I have this script to download observational data of a species from GBIF.org in R. Afterwards, the data is plotted on a map of Europe so make a map of the species distribution.
# PACKAGES
library(sf)
library(rgbif)
library(dismo)
library(tidyverse)
library(eurostat)
library(leaflet)
library(sf)
library(scales)
library(cowplot)
library(ggthemes)
library(ggplot2)
# GBIF EXAMPLE
# Get data from GBIF
data <- gbif("Psilocybe", "semilanceata", geo = TRUE)
# Filter out rows with missing coordinates
data_filtered <- data[complete.cases(data$lon, data$lat), ]
# Create a spatial dataframe
data_sf <- st_as_sf(data_filtered, coords = c("lon", "lat"), crs = 4326)
# MAP
# Get map data
get_eurostat_geospatial(resolution = 10,
nuts_level = 0,
year = 2016)
SHP_0 <- get_eurostat_geospatial(resolution = 10,
nuts_level = 0,
year = 2016)
# PLOT OBSERVATIONS + MAP
# Simple
species_plot <-ggplot() +
geom_sf() +
geom_sf(data = SHP_0, color = 'black', fill = 'grey90',linewidth = 0.20) +
scale_x_continuous(limits = c(-10, 30)) +
scale_y_continuous(limits = c(35, 70)) +
geom_sf(data = data_sf, color = "cornflowerblue", size = 1.2, alpha = 0.25) +
theme_void()
# Save the ggplot as a .jpg file with the species name
species_name <- "Psilocybe_semilanceata"
ggsave(paste0(species_name, ".jpg"), plot = species_plot, width = 10, height = 8, units = "in", dpi = 300)
I have a complete dataset with a few hundred species which I want to make a distribution map for.

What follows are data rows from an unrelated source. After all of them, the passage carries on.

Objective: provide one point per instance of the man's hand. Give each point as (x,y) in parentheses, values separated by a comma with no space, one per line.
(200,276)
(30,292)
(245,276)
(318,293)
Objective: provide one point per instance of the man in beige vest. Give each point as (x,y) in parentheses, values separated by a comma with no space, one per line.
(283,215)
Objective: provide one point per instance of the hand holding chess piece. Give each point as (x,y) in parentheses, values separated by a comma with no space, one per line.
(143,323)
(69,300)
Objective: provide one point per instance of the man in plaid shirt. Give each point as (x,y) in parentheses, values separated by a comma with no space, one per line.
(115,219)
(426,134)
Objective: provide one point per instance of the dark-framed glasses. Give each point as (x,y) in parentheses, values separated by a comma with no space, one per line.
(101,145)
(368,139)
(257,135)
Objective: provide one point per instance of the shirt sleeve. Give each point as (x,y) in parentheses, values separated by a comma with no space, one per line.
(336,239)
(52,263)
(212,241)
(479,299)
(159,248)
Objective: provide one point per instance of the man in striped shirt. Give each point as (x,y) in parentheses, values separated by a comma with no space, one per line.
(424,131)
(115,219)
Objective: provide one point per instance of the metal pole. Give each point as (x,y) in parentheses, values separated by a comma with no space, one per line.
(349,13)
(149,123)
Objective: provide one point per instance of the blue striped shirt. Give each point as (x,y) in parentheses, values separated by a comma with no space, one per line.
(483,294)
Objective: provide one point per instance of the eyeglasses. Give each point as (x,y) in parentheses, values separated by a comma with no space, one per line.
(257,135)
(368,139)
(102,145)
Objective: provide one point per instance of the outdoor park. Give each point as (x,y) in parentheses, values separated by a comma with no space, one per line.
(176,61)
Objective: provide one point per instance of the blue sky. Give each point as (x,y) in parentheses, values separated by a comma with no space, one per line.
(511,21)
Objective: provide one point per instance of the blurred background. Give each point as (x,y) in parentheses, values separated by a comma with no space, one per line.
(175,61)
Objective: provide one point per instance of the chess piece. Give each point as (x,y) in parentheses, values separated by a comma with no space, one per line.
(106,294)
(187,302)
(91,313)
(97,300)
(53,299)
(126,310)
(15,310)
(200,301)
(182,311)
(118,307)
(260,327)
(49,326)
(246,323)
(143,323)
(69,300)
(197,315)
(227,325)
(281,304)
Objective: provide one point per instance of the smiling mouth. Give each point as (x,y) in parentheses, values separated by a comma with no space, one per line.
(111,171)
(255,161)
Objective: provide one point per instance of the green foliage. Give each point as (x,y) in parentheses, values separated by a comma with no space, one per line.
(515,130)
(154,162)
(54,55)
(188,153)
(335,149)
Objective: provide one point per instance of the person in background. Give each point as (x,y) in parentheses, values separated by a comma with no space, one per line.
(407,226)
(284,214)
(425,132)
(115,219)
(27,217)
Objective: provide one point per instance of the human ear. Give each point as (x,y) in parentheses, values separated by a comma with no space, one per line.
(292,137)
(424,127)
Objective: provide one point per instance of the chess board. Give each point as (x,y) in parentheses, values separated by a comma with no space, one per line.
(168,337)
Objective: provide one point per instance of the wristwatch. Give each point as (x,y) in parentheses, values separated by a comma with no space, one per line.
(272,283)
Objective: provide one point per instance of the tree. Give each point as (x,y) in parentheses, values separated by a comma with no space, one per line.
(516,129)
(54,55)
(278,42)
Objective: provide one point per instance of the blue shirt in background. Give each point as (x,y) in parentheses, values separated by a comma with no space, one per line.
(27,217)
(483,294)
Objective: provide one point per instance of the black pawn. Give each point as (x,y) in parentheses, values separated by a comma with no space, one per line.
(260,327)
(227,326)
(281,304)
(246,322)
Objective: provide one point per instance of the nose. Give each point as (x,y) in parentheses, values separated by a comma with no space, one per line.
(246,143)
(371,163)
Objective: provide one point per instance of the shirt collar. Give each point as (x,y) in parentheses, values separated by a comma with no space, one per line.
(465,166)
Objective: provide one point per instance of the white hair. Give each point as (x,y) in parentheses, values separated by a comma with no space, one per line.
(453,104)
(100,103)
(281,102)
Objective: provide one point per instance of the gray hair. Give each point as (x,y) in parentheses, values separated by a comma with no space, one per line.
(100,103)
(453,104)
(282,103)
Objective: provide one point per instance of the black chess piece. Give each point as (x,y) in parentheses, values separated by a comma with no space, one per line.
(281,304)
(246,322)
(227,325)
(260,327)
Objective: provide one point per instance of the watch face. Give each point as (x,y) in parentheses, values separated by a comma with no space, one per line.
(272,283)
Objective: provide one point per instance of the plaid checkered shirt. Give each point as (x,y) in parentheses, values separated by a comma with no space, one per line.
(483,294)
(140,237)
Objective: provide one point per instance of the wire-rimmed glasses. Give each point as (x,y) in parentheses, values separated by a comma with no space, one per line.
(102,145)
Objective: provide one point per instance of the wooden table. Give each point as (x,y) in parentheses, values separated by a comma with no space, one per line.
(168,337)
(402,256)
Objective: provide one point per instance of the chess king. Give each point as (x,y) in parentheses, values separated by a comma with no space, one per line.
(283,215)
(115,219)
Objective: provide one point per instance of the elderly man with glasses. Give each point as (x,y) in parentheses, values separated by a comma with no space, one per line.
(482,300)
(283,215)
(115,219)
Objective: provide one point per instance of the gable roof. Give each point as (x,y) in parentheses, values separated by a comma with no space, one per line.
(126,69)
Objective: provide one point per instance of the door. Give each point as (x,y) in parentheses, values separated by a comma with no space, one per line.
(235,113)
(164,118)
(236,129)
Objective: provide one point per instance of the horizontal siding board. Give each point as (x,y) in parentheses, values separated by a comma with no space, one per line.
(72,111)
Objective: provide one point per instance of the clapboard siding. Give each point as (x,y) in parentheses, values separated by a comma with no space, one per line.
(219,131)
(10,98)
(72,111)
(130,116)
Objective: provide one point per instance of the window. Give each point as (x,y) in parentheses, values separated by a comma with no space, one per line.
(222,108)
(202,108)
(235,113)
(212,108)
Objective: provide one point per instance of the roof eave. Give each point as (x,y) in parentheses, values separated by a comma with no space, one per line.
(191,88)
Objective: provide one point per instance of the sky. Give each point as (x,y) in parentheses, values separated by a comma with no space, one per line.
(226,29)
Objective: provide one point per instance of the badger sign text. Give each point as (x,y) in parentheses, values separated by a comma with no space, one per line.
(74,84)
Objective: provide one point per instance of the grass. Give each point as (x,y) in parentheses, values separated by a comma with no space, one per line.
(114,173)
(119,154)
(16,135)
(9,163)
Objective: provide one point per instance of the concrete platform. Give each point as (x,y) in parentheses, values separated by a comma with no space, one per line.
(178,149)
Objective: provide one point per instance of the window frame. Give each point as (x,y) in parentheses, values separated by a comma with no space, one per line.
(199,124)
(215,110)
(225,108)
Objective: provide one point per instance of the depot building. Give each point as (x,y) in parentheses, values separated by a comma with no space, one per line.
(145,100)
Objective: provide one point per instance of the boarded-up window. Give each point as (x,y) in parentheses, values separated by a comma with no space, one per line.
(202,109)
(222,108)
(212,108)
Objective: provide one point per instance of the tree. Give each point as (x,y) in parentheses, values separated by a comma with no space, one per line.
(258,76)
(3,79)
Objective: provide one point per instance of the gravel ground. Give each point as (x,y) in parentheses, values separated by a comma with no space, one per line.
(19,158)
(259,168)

So, I loaded the dataset with the Latin species name:
> str(bird_names)
chr [1:280] "Prunella modularis" "Myiopsitta monachus" ...
> head(bird_names)
[1] "Prunella modularis" "Myiopsitta monachus" "Pyrrhura perlata"

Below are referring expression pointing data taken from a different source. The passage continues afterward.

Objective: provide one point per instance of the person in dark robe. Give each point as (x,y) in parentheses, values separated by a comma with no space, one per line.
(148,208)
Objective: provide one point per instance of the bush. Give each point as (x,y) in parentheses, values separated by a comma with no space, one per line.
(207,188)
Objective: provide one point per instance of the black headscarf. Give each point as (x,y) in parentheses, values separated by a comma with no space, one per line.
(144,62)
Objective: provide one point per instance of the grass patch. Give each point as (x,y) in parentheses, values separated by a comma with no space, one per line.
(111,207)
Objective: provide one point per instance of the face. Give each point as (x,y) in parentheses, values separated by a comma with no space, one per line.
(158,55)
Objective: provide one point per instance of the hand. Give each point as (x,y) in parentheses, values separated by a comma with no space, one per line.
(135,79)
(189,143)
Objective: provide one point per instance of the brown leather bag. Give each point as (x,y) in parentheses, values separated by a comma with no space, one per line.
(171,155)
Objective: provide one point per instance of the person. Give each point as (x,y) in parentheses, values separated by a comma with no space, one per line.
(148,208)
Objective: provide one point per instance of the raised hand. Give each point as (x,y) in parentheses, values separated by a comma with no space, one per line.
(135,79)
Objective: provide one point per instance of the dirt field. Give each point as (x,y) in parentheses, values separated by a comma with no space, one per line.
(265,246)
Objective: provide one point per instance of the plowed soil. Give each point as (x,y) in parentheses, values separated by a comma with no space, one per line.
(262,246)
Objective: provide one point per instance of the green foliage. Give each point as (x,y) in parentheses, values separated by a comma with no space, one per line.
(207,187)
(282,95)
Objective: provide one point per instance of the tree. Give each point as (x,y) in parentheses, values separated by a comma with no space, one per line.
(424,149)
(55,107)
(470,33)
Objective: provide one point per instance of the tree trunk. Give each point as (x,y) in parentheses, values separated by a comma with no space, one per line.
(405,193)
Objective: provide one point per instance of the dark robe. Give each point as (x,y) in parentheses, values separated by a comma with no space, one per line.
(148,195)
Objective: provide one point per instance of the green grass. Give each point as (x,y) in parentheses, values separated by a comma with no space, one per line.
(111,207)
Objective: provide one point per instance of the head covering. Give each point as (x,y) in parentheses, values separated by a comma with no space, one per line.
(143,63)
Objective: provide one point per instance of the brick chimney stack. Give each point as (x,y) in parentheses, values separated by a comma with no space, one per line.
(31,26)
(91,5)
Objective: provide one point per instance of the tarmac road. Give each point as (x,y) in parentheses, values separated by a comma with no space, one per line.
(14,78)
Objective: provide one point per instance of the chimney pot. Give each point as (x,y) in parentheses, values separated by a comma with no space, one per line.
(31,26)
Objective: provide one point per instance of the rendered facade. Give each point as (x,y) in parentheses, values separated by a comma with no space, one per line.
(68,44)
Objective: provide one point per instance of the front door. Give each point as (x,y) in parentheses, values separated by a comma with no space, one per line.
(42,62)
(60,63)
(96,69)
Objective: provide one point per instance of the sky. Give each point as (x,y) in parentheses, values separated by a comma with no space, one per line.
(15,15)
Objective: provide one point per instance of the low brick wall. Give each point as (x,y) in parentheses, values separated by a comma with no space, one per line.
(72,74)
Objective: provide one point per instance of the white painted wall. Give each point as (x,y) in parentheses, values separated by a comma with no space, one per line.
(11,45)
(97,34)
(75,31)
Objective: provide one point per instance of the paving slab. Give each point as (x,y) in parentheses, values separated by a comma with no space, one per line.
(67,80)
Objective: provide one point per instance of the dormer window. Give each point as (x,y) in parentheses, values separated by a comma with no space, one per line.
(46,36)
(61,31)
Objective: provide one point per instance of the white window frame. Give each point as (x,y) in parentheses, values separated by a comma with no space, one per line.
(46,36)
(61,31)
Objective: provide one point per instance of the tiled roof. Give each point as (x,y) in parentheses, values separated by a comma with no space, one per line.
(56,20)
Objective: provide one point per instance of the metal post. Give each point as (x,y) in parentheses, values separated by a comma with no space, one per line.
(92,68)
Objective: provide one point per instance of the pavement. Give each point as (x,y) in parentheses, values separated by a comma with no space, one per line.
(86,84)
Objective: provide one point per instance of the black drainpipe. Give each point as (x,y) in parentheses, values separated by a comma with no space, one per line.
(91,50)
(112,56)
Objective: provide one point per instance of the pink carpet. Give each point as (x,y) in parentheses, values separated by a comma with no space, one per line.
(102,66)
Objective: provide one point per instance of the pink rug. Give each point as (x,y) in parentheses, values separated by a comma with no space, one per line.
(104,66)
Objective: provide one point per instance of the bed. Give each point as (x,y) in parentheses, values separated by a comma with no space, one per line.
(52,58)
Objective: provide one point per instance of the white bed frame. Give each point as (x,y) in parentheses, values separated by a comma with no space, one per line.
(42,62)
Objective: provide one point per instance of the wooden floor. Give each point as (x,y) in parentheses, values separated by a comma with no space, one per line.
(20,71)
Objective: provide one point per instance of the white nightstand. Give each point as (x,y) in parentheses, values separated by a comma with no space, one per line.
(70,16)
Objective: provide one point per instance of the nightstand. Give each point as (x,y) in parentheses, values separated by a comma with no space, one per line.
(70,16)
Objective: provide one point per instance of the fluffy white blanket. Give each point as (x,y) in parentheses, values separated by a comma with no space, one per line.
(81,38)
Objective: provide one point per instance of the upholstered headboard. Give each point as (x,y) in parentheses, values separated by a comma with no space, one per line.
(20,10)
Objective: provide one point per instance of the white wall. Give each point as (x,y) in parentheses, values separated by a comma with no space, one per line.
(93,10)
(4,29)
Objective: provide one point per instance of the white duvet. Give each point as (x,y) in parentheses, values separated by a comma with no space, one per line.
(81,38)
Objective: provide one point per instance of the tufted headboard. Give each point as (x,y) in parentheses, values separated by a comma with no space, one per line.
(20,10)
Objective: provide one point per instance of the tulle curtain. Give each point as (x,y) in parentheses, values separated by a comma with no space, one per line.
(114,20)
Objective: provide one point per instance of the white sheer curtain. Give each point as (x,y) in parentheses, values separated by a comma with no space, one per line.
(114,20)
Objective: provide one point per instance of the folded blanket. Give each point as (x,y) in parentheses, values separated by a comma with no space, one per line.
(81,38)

[4] "Tyto alba" "Panurus biarmicus" "Merops apiaster"
Therefore I rewrote the first script with a for-loop to download all the species data from GBIF.org and plot it:
library(sf)
library(rgbif)
library(dismo)
library(tidyverse)
library(eurostat)
library(leaflet)
library(sf)
library(scales)
library(cowplot)
library(ggthemes)
library(ggplot2)
# Create a directory for storing bird maps
dir.create("BIRD_MAPS", showWarnings = FALSE)
# Your existing packages and GBIF example...
# Loop through each bird species
for (species in bird_names) {
# Split the species name into genus and species
species_parts <- strsplit(species, " ")[[1]]
genus <- species_parts[1]
species_name <- species_parts[2]
# Get data from GBIF for the current species
data <- gbif(genus, species_name, geo = TRUE)
# Filter out rows with missing coordinates
data_filtered <- data[complete.cases(data$lon, data$lat), ]
# Create a spatial dataframe
data_sf <- st_as_sf(data_filtered, coords = c("lon", "lat"), crs = 4326)
# Get map data
SHP_0 <- get_eurostat_geospatial(resolution = 10, nuts_level = 0, year = 2016)
# Plot observations + map
species_plot <- ggplot() +
geom_sf() +
geom_sf(data = SHP_0, color = 'black', fill = 'grey90', linewidth = 0.20) +
scale_x_continuous(limits = c(-10, 30)) +
scale_y_continuous(limits = c(35, 70)) +
geom_sf(data = data_sf, color = "cornflowerblue", size = 1.2, alpha = 0.25) +
theme_void()
# Save the ggplot as a .jpg file with the species name in BIRD_MAPS directory
ggsave(paste0("BIRD_MAPS/", gsub(" ", "_", species), ".jpg"), plot = species_plot, width = 10, height = 8, units = "in", dpi = 300)
}
However, I got this error:
2790578 records found
Error in gbif(genus, species_name, geo = TRUE) :
The number of records is larger than the maximum for download via this service (200,000)
Is it possible to overcome this? Do I get the error because the script wants to download all observations at once instead of all the observations of one species? I only want the observations of Europe so that could be a way to filter out some excess observations.
As L Tyrone
mentioned, you can use a rgbif
package. Below my standard workflow example to get the GBIF occurencies for species (including synonyms). Feel free to use it as guide:
occ_count
for them:spc <- "Cynodon dactylon (L.) Pers."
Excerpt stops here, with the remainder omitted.